Whilst Menzies didn’t use the term, his personal policy prescriptions, and those of his party, make it blatantly obvious that he, and the party he created, were what we would today call ‘socially conservative’. Below I list some of these policies, with the benefit of a hyperlinked list of contents:
- Menzies on Immigration
- Menzies on Christianity & Education
- Menzies on the United Nations
- Menzies on Gough Whitlam
- Menzies on his ‘Progressive’ Successors
- Menzies on Republicanism
- Menzies on the ABC & Fairfax Media
- Menzies on the Vietnam War
- Menzies on B.A. Santamaria & the DLP
- Menzies on Loyalty
- Menzies on “Rights”, “Democracy” & Academics
- Menzies on the European Union & Flower People
- Menzies on Sexual Immodesty & Crime
- Menzies on the “Home of Freedom”
In Afternoon Light, Menzies’ 1967 memoir, he explicitly supports Australia’s then long-practiced and highly restrictive immigration regime.
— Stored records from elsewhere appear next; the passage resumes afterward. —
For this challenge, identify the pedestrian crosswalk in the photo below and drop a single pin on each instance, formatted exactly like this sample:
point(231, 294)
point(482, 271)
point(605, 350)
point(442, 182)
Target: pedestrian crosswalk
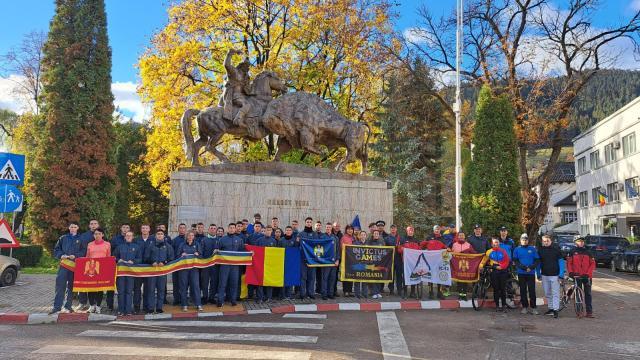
point(214, 339)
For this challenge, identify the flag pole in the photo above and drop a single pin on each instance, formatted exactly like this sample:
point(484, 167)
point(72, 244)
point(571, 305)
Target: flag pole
point(458, 108)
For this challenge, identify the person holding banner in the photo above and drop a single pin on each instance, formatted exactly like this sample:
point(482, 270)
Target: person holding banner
point(126, 253)
point(360, 288)
point(190, 278)
point(157, 254)
point(498, 260)
point(68, 247)
point(98, 248)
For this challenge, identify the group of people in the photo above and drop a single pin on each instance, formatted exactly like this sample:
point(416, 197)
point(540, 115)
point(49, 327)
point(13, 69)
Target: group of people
point(219, 283)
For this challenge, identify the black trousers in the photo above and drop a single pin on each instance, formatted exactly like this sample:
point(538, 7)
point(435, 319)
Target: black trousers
point(498, 282)
point(527, 290)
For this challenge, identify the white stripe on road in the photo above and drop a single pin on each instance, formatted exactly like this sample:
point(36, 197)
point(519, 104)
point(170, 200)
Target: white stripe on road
point(305, 316)
point(170, 352)
point(201, 336)
point(239, 324)
point(393, 344)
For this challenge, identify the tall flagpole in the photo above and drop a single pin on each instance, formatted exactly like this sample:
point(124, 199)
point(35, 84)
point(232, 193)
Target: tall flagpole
point(458, 109)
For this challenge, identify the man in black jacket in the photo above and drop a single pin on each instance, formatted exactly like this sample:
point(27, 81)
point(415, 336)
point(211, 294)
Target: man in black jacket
point(550, 269)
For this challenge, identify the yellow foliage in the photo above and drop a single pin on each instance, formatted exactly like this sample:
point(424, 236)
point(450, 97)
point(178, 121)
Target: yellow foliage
point(335, 49)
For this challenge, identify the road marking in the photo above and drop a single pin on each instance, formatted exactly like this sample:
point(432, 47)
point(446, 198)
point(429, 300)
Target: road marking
point(394, 346)
point(305, 316)
point(238, 324)
point(170, 352)
point(201, 336)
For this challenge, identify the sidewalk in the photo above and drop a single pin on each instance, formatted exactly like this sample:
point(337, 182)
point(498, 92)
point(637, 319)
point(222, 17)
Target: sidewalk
point(31, 299)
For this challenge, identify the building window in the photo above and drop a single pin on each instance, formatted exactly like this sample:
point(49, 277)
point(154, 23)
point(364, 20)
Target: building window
point(629, 144)
point(582, 165)
point(584, 200)
point(595, 192)
point(632, 187)
point(569, 216)
point(609, 154)
point(594, 159)
point(612, 192)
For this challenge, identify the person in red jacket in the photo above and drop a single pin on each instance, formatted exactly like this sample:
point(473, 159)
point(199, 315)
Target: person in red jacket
point(580, 265)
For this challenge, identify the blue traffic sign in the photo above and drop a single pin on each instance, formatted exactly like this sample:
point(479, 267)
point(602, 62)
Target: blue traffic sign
point(11, 169)
point(10, 198)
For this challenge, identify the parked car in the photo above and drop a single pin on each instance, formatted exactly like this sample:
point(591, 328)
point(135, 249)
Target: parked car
point(626, 259)
point(602, 246)
point(565, 242)
point(9, 268)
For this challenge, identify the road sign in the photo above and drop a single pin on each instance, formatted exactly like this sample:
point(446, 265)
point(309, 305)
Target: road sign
point(7, 238)
point(11, 169)
point(10, 198)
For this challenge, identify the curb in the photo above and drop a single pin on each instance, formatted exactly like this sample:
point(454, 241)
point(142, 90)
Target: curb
point(38, 318)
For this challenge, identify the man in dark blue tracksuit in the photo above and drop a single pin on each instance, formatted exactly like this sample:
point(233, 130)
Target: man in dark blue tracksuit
point(265, 293)
point(307, 286)
point(128, 253)
point(190, 278)
point(69, 247)
point(209, 276)
point(229, 273)
point(175, 278)
point(157, 254)
point(139, 283)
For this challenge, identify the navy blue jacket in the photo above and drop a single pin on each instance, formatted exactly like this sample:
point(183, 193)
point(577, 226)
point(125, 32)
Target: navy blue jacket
point(160, 252)
point(231, 243)
point(129, 252)
point(69, 245)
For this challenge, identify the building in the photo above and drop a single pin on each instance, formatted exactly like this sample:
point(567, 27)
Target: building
point(562, 191)
point(607, 170)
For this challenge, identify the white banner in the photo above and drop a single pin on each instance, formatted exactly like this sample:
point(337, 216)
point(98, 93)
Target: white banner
point(430, 266)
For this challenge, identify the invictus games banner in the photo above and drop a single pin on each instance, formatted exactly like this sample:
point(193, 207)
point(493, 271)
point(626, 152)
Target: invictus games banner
point(430, 266)
point(373, 264)
point(94, 274)
point(464, 267)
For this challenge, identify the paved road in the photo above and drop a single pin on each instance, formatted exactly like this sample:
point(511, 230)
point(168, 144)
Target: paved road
point(461, 334)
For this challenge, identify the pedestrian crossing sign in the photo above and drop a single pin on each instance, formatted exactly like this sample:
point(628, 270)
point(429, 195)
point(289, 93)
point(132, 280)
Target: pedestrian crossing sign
point(12, 169)
point(7, 237)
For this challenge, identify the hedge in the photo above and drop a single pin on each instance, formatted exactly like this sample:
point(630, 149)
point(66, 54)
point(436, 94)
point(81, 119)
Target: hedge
point(28, 255)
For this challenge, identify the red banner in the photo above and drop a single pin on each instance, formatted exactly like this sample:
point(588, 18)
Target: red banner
point(464, 267)
point(94, 274)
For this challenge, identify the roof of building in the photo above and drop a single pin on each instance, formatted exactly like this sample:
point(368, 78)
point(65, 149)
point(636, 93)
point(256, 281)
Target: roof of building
point(567, 201)
point(564, 171)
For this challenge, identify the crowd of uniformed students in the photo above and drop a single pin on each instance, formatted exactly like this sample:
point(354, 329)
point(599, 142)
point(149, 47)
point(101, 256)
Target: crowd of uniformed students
point(220, 283)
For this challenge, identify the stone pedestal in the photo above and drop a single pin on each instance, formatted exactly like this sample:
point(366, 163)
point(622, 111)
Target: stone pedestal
point(224, 193)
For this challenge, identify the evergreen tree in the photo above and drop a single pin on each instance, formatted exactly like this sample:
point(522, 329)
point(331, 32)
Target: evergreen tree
point(490, 186)
point(409, 148)
point(74, 175)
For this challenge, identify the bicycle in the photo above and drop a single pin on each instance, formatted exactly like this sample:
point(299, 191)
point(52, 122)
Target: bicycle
point(574, 294)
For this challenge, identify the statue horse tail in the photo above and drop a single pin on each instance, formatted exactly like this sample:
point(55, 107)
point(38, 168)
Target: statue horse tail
point(185, 123)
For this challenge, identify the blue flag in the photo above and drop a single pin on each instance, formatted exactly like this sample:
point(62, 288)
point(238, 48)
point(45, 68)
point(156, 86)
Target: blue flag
point(356, 222)
point(319, 252)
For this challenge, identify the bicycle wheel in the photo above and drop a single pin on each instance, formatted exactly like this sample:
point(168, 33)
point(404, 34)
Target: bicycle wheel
point(478, 295)
point(578, 302)
point(513, 293)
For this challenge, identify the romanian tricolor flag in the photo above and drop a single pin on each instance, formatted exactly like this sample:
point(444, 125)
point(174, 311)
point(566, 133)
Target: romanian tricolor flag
point(272, 266)
point(602, 197)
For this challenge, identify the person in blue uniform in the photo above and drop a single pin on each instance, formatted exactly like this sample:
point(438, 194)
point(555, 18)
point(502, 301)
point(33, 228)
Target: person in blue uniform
point(157, 254)
point(69, 246)
point(127, 253)
point(190, 278)
point(229, 273)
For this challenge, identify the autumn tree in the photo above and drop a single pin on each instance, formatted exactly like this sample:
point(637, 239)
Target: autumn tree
point(73, 172)
point(490, 189)
point(333, 49)
point(541, 55)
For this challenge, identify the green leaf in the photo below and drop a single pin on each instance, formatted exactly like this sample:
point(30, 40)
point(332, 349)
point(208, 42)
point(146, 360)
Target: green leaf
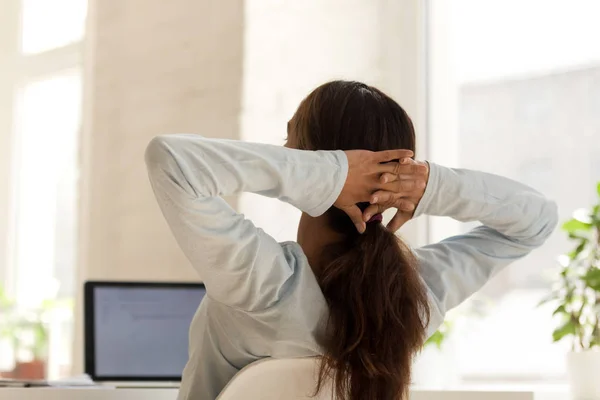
point(566, 329)
point(592, 278)
point(547, 299)
point(437, 338)
point(560, 310)
point(573, 255)
point(573, 225)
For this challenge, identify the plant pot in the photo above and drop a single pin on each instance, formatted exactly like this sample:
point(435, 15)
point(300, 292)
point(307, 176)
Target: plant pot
point(583, 369)
point(35, 369)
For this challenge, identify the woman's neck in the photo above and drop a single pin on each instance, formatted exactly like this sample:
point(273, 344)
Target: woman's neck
point(314, 234)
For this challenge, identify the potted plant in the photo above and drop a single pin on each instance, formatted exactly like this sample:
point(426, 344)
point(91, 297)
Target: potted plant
point(576, 294)
point(28, 335)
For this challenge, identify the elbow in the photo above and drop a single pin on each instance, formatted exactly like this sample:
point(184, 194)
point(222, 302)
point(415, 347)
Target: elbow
point(548, 219)
point(551, 217)
point(157, 153)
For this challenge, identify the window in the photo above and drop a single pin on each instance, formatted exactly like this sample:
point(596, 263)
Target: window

Indeed, he does so in the paragraph immediately following the one containing the statement about the party being “progressive”, as part of a clarification on the use of the word ‘liberal’:
“In the United States of America, the word ‘liberal’ is used in contradistinction to ‘conservative’, but it seems, in recent years, to have acquired a special connotation. When I resided in America for some months in 1966-7, I thought that it threatened to become a word which had special reference to racial relations; to ‘civil rights’; to the vexed questions of ‘integration’ and ‘segregation’…Thanks to a wise immigration policy, we are free of this problem in Australia, and I hope that we shall never permit ourselves to acquire it.” 9
In his writings and speeches, Menzies repeatedly refers to God, quotes Bible verses, and conveys his affinity for prayer. In 1954, speaking at the opening of a Catholic school in Canberra, Menzies explicitly rejected secular education as the origin of communism and Nazism, saying:
“I do not believe education can be pagan without being destructive. The 20th century has proven that, to the last limits of disaster…I think that the great thing in the world today is that we have our children grow up not only learning of their relationship to their fellow men, but even more of their relationship to God.”
One of Menzies’ references to prayer was particularly striking. In a letter to his daughter, Heather, on the 15th of May, 1968, Menzies wrote:
“…if the prayers of a righteous man avail as much as Holy Writ tells, mine against Bobby Kennedy must succeed.” 10
A few weeks later, Bobby Kennedy was dead.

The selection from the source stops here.